Many microorganisms are capable of degrading and utilizing cellulose and hemicellulose as carbon and energy sources. During composting, the capacity of thermophilic microorganisms to assimilate organic matter depends on their ability to produce the enzymes needed for degradation of the substrate [18]. Enzymatic hydrolysis processing of cellulosic materials could be accomplished through a complex reaction of various enzymes. Cellulases are inducible enzymes which are synthesized by microorganisms during their growth on cellulosic materials [19]. Both fungi and bacteria have been heavily exploited for their abilities to produce a wide variety of cellulases and hemicellulases. Most emphasis has been placed on the use of fungi because of their capability to produce copious amounts of cellulases and hemicellulases which are secreted to the medium for easy extraction and purification. In addition, the enzymes are often less complex than bacterial glycoside hydrolases and can therefore be more readily cloned and produced via recombination in a rapidly growing bacterial host such as Escherichia coli.

Most importantly, bacteria inhabit a wide variety of environmental and industrial niches, which produce cellulolytic strains that are extremely resistant to environmental stresses.

These include strains that are thermophilic or psychrophilic, alkaliphilic or acidiophilic, and, strains that are halophilic. Not only can these strains survive the harsh conditions found in the bioconversion process, but they often produce enzymes that are stable under extreme conditions which may be present in the bioconversion process and this may increase rates of enzymatic hydrolysis, fermentation, and, product recovery. Researchers are now focusing on utilizing, and improving these enzymes for use in the biofuel and bioproduct industries.

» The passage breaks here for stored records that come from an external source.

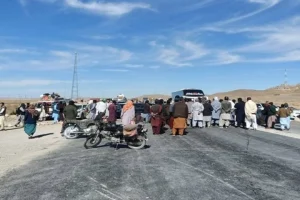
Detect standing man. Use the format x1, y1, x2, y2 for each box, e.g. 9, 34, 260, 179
191, 99, 204, 128
245, 97, 257, 130
15, 103, 26, 127
96, 99, 107, 119
60, 101, 77, 136
219, 97, 232, 128
0, 102, 6, 131
211, 97, 222, 126
105, 99, 111, 118
234, 98, 246, 128
172, 97, 189, 136
203, 99, 214, 128
141, 100, 151, 123
107, 100, 117, 123
186, 99, 194, 126
266, 102, 277, 128
229, 99, 236, 126
52, 102, 59, 124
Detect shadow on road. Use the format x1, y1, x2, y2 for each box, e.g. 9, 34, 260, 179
32, 133, 54, 139
91, 142, 151, 149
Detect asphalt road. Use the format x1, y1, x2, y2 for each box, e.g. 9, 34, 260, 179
0, 124, 300, 200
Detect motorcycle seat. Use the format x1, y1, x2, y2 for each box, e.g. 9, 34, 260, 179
123, 124, 138, 132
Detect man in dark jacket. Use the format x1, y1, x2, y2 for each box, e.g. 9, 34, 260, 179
219, 96, 232, 128
141, 100, 151, 123
15, 103, 26, 127
266, 102, 277, 128
172, 97, 189, 136
234, 98, 246, 128
203, 100, 214, 128
60, 101, 77, 136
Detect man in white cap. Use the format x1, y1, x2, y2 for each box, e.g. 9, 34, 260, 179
211, 97, 222, 126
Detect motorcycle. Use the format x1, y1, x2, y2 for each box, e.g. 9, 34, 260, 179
63, 119, 98, 139
84, 123, 148, 150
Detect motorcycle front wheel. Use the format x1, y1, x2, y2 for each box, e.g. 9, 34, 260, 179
84, 134, 102, 149
127, 136, 146, 150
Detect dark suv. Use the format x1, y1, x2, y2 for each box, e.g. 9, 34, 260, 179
116, 103, 144, 119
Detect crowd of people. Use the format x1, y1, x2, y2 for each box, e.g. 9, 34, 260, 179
142, 96, 292, 136
0, 96, 292, 138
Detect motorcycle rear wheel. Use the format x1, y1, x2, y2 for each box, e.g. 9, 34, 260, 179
127, 137, 146, 150
64, 125, 79, 139
84, 134, 102, 149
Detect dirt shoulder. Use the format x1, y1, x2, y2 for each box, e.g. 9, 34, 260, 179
0, 124, 67, 177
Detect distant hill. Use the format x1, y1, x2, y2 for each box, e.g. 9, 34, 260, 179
209, 84, 300, 108
134, 94, 171, 100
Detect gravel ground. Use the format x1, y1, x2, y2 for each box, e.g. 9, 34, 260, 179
0, 122, 300, 200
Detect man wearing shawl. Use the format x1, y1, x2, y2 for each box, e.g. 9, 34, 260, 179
87, 100, 97, 120
52, 102, 59, 124
0, 102, 6, 131
24, 104, 39, 139
211, 97, 221, 126
191, 99, 204, 128
219, 97, 232, 128
245, 97, 257, 130
186, 99, 194, 126
151, 99, 162, 135
172, 97, 189, 136
107, 100, 117, 123
96, 99, 107, 118
203, 98, 214, 128
15, 103, 26, 127
234, 98, 246, 128
121, 100, 136, 136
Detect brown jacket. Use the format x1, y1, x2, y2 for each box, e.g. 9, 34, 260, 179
278, 108, 290, 118
173, 102, 189, 118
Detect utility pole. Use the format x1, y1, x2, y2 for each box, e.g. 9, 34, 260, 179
71, 52, 78, 99
284, 69, 287, 89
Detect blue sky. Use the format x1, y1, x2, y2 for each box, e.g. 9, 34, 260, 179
0, 0, 300, 97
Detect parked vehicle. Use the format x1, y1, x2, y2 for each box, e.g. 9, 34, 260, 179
84, 123, 148, 149
116, 103, 144, 119
256, 103, 265, 110
63, 119, 98, 139
291, 109, 300, 120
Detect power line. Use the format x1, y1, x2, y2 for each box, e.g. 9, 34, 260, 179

Cellulose, being an abundant and renewable resource, is a potential raw material for the microbial production of food, fuel and chemicals. Various bacteria, actinomycetes and filamentous fungi produce extra cellular cellulases when grown on cellulosic substrates though many actinomycetes have been reported to have less cellulase activity than moulds.

Investigations on the extracellular cellulases of fungi have been concentrated mainly on

Trichoderma sp. and studies on other mesophilic fungi suggested the possibility that other cellulase systems could be utilized for the hydrolysis of cellulose [20].

Maulin Shah et al.

investigated the ability Phylosticta sp. and Aspergillus sp. to produce various lignolytic and cellulolytic enzymes such as laccase, lignin peroxidase, xylanase, endo-1,4-β-d-glucanase (CMCase) and exo-1,4-β-d-glucanase [filter paper activity (FP activity)] on banana agricultural waste (leaf and pseudostem biomass) biomass under solid state fermentation (SSF) condition [21]. The production pattern of these enzymes was studied during the growth on the organisms for a period of 40 days. Very low levels of cellulolytic enzyme activities were observed compared to lignin degrading enzymes by both the organisms. Maximum specific activities of studied enzymes were obtained at 20 days of culture growth.

Narasimha et al.

compared the production of cellulase (filter paper activity, endoglucanase and (glucosidase) by Aspergillus niger on three media in liquid shake culture [22]. The culture filtrate of this organism exhibited relatively highest activity of all three enzymes and extracellular protein content at 7 days interval during the course of its growth on Czapek-Dox medium supplemented with 1.0% (w/v) cellulose. Urea as a nitrogen source and pH 5.0 were found to be optimal for growth and cellulase production by Aspergillus niger . Among various soluble organic carbon sources and lignocelluloses tested, carboxymethylcellulose and sawdust at 1% supported maximum production of all three enzymes by Aspergillus niger.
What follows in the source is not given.